YAŞAMALARI İÇİN GEREKLİ
Tıp Fakültesi Öğretim Üyesi Doç. Dr. Servet Karagül de organ bağışçı sayısının azlığına dikkat çekerken, “Karaciğer, böbrek, kalp gibi organlar hayati öneme sahiptir ve istenilen görevi yapamadığı durumda ancak organ nakli ile hastanın hayata tutunması sağlanabilir. Organ bağışı, bu tip hastalarda sağlığa kavuşmanın tek yolu. Örneğin son evre karaciğer yetmezliği olan bir hasta ancak karaciğer nakli ile sağlıklı günlere geri dönebilir. Maalesef bağışçı sayısında istediğimiz noktada değiliz" dedi.
ETİK KURUL İNCELİYOR
Sağlıklı kişilerin hayattayken de organ bağışı yapabileceğini ifade eden Karagül, “Örneğin karaciğerinin bir kısmını ya da bir böbreğini bir akrabasına bağışlayabilir. Ülkemizde dördüncü dereceye kadar akrabalık durumu olan hasta için organ bağışçısı olunabilmektedir. Eğer böyle bir akrabalık durumu yoksa o zaman organ bağışına karar vermek için belirlenmiş bir etik kurul inceleme yapar. İnceleme sonucunda onay alınırsa, bağış kabul edilebilir” diye konuştu.
TEK ÇARE İLİK NAKLİ
Dr. Toluy Özgümüş (İç Hastalıkları Uzmanı)

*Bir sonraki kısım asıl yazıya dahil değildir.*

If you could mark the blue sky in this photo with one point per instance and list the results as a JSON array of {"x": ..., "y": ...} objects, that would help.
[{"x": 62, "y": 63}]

"Kemik iliği nakli; hastalıklı kemik iliğinin sağlıklı bir donörün kemik iliğiyle değiştirilmesini içerir. Donör, bir aile üyesi ya da uyumlu bir bağışçı olabilir. Uygun bir bağışçı bulunamadığında hayat kurtarıcı bu işlemin yapılması mümkün olmamaktadır. Çoğu hasta için bu tedavinin yerini tutabilecek alternatif bir tedavi bulunmamaktadır. Kemik iliği bağışçısı olmanın genç sağlıklı bireylerde sağlığa herhangi bir zararı bulunmamakta, alınan kemik iliği hücreleri vücut tarafından bir hafta ile bir ay arasında tamamen yenilenmektedir."